Montagne et bête au vent

Jeudi était un concert en demi-teinte. Ce n’est certes pas l’adjectif que l’on attendrait pour du Beethoven, mais outre que la Consécration de la maison a domestiqué toute velléité d’apothéose par ses dix petites minutes d’ouverture et que la quatrième symphonie n’était pas du genre bourrine, celle-ci était précédée par le concerto pour violon « à la mémoire d’un ange » : on n’en fera pas une montagne, juste un Berg. Tout comme pour Wozzeck, je suis bien incapable de savoir si j’ai aimé ou pas et ne puis aller au-delà du « malaise harmonique qui lui confère une poétique singulière ». Imaginez le doux brouhaha des instruments qui s’accordent dans la fosse avant un opéra : c’est comme cela tout du long et, si j’adore entendre cette effervescence un brin nerveuse avant que ne débute la soirée, cela me laisse assez perplexe lorsqu’elle en tient lieu. Par contrecoup, toute symphonie qu’elle soit, la quatrième de Beethoven, claire et haute (comme on parle à haute et intelligible voix)1, me plaît bien. Sans compter que j’ai un faible pour ce qui, n’étant ni tragique ni héroïque, est souvent délaissé – on n’a rien à dire du bonheur qui n’est pas allègre ou hystérique, et c’est tant mieux.
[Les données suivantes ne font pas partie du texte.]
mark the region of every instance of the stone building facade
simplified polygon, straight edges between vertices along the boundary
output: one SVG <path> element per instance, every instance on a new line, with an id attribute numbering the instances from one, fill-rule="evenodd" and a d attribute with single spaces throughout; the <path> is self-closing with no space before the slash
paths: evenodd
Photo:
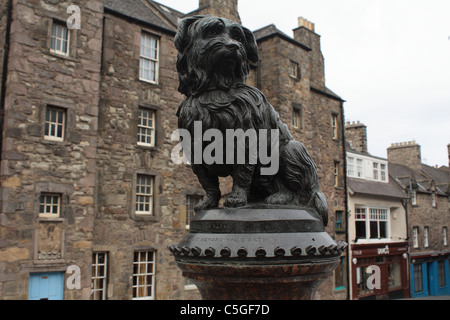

Le voyeurisme des journaux télévisés est restreint aux malheurs ; les critiques ont disparus depuis que Kundera écrit en français, en bref, s’amuse ; le seul moment où la punition du « degré zéro des symboles », comme dit Sollers à propos de Fragonard, est déplorable, c’est lorsque le « pas d’interprétation » ne s’applique plus aux théoriciens mais aux artistes – pourquoi ne jouerait-on cette symphonie « que rarement » (par rapport aux autres, j’imagine, plus que par rapport à du Fauré ou du Arvo Pärt ) ?

1C’est amusant comme, à propos de Beethoven, on ne peut manquer de trouver le vocabulaire du massif : même quand le sourd n’est pas lourd, on souligne une certaine « carrure beethovénienne ».